Wednesday, March 30, 2011
Combating Irrational Fears, One Graveyard at a Time
I do believe in confronting one's irrational fears. With this belief, I try to combat my fear of the undead, mentioned in my previous post, by going into graveyards to take photos. I go alone. I still find myself avoiding the areas right around headstones and such, just in case.
Personally, I have no interest in being buried. My request, once dead, of course, and, one which will not be granted by any of my loved ones due to its unseemliness, is to be driven out to an outer lying wooded area and left. Not buried, not covered or encased in an expensive box, just left, en plein aire. Why not? It's economical and adventurous. This is not, I repeat, not how my mother saw it when I suggested it to her during one of our “you are going on vacation and therefore, it is possible, that you may die and I need to know what to do with you and everything you own before you leave” conversations. I love my mother. She plans for everything.

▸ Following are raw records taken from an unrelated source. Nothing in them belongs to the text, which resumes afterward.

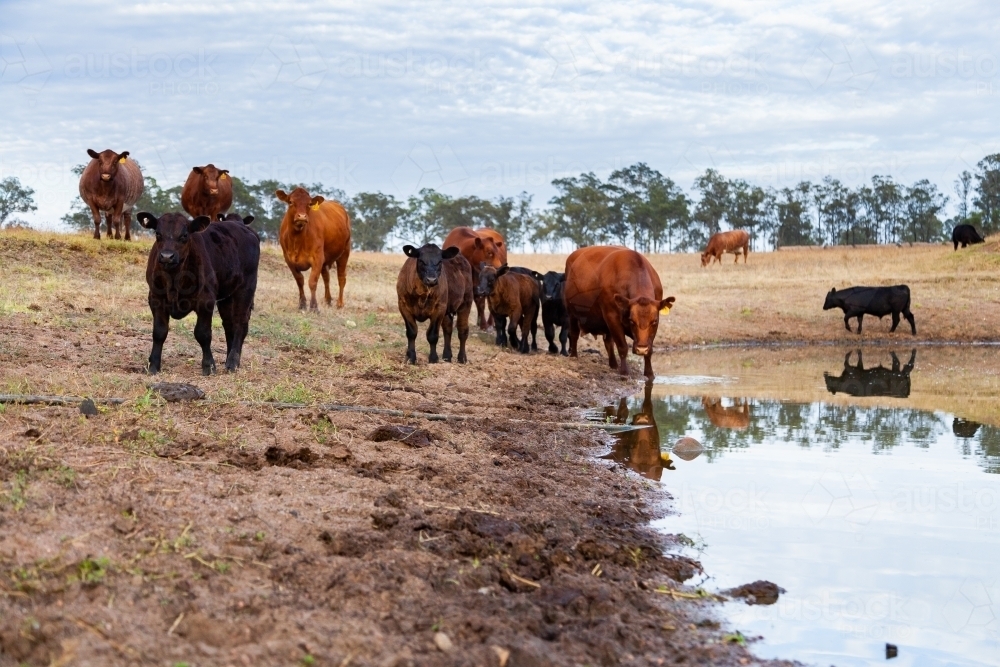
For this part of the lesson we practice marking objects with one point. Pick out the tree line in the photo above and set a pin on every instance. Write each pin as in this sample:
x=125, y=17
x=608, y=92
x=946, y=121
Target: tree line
x=636, y=206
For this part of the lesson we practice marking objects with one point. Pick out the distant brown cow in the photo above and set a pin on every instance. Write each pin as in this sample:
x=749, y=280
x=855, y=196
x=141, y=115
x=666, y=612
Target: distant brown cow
x=511, y=295
x=735, y=416
x=314, y=234
x=435, y=285
x=477, y=249
x=208, y=191
x=614, y=292
x=736, y=241
x=112, y=184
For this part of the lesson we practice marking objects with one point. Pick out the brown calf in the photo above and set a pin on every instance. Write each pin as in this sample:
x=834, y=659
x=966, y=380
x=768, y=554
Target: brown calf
x=112, y=184
x=511, y=295
x=614, y=292
x=314, y=234
x=435, y=285
x=477, y=248
x=207, y=191
x=736, y=241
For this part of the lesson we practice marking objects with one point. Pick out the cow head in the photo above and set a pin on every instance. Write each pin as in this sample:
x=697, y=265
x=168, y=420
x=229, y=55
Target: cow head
x=299, y=204
x=430, y=261
x=488, y=279
x=107, y=163
x=641, y=317
x=490, y=251
x=831, y=300
x=552, y=285
x=210, y=177
x=173, y=236
x=235, y=217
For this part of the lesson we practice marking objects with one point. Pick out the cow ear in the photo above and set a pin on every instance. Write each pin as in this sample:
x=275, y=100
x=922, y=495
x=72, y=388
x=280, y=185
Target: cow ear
x=199, y=224
x=147, y=220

After the last big snow storm in Chicago, I ventured out to Graceland Cemetery. The cemetery is beautiful and old. It has a charm that most “newer” cemeteries do not (is there really a “newer” cemetery? Haven’t they all been around forever?). This is the cemetery where Burnham and Sullivan were buried- Remember the stories of the White City? Yes, this cemetery.

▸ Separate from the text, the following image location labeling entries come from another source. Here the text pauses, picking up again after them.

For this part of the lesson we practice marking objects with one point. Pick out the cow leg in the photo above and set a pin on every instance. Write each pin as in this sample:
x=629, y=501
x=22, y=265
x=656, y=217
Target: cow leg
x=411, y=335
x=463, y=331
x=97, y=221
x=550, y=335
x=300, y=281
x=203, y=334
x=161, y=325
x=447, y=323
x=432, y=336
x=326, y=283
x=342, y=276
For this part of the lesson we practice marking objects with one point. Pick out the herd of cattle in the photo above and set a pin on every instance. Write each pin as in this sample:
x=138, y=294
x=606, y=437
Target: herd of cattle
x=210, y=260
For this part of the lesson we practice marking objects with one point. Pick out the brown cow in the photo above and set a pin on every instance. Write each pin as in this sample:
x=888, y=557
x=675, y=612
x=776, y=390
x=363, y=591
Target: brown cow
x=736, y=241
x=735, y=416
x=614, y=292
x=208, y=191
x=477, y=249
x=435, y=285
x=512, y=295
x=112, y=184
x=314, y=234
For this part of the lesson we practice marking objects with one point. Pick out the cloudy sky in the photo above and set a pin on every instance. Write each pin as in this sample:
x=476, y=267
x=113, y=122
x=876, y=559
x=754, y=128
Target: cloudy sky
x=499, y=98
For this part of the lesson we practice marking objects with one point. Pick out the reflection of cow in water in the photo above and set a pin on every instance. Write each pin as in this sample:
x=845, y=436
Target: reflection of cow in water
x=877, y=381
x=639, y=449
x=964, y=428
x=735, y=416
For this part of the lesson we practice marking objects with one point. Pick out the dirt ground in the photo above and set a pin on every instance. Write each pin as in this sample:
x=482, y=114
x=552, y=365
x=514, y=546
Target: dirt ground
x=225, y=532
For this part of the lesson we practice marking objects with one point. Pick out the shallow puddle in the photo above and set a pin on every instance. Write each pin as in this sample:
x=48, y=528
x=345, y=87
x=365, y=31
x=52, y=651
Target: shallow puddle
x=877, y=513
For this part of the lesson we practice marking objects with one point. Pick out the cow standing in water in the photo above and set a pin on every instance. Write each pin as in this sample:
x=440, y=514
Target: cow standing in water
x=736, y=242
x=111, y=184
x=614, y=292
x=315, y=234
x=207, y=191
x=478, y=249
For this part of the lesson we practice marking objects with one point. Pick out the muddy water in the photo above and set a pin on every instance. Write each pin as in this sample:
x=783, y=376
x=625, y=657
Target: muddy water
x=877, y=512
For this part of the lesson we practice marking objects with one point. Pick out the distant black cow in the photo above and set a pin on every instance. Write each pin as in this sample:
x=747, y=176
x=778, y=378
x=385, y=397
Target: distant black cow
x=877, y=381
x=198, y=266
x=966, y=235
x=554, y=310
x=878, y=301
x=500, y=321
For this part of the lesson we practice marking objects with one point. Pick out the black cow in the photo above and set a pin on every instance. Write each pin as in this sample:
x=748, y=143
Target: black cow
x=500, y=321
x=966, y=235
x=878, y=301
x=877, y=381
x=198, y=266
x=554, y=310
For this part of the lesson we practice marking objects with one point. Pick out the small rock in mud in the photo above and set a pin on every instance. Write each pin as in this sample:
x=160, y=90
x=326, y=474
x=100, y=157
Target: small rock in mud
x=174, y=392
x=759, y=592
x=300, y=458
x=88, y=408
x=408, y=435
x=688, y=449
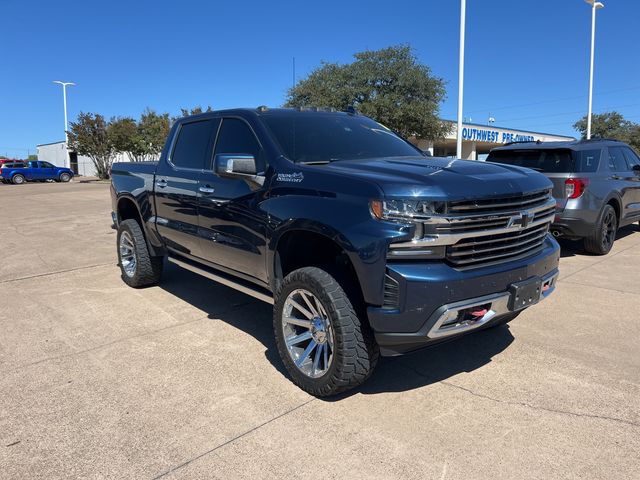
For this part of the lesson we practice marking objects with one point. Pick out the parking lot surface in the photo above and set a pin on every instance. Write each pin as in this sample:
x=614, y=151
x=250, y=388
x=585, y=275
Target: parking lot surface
x=182, y=380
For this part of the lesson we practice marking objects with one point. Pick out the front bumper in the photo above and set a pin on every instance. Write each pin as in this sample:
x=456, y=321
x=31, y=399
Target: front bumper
x=430, y=293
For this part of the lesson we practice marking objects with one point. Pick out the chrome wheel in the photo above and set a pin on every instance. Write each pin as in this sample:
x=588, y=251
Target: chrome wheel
x=307, y=333
x=127, y=254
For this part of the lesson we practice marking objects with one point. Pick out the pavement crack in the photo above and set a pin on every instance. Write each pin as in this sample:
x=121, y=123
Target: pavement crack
x=108, y=344
x=28, y=277
x=231, y=440
x=537, y=407
x=523, y=404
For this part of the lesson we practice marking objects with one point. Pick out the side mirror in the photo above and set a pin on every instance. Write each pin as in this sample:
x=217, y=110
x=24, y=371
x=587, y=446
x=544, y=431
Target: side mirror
x=238, y=166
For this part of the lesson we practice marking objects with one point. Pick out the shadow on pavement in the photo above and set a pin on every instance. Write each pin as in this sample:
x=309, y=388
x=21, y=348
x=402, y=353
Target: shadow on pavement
x=571, y=248
x=397, y=374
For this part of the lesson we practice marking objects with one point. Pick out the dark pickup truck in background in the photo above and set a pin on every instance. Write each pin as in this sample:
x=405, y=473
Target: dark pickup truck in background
x=363, y=245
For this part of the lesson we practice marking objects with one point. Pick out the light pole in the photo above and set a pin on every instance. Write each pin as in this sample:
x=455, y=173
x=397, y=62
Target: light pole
x=64, y=97
x=594, y=6
x=463, y=6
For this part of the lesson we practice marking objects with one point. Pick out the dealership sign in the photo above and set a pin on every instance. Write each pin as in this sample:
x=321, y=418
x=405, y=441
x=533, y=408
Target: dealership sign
x=494, y=136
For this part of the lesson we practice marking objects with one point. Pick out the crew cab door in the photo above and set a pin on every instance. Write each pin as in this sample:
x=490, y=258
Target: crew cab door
x=47, y=170
x=231, y=222
x=626, y=182
x=176, y=185
x=33, y=171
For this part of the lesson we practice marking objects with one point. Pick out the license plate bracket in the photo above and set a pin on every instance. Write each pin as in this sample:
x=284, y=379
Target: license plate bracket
x=524, y=294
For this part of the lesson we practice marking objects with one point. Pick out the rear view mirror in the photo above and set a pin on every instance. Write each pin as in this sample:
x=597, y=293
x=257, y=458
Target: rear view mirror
x=238, y=166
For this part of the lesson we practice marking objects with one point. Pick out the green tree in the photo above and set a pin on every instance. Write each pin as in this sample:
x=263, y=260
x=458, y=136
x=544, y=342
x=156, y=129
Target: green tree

I still find most of the monuments and mausoleums eerie. The same holds true for the ultra serene landscape found while promenading through the rows and rows of dead.
Because on this visit there was snow on the ground, I found myself hopping through the snow drifts trying to get close enough to the shrouded statues and angelic marble guardians of the dead all the while trying to avoid stepping too long in any one place- one must move quickly where there are dead below. Each remained quiet, undisturbed by my gazelle like movements across the smaller headstones buried under winter’s icy blanket. Each protecting their safely tucked away booty, six feet underground or so- many of them peacefully slumbering away the century.
Many of the names found here caused me a moment of pause- men of great importance resting forever there. Pullman, McCormick, Palmer, Field, Armour- each man having left lasting legacies- each creating this Chicago. And me, the closest I will ever be to the historical great of this city- standing amongst their places of internment. Still, not wanting them to reemerge from their resting places and so, I moved on, in my own jerky jumpy fashion through the snow, across the layers of earth separating the dead from the living. Maybe I am the one I fear to see "unfresh" and roaming the cemetery grounds in slow jittery movements searching for brains. If anything, the brains sought, would not be of the living, but of those below.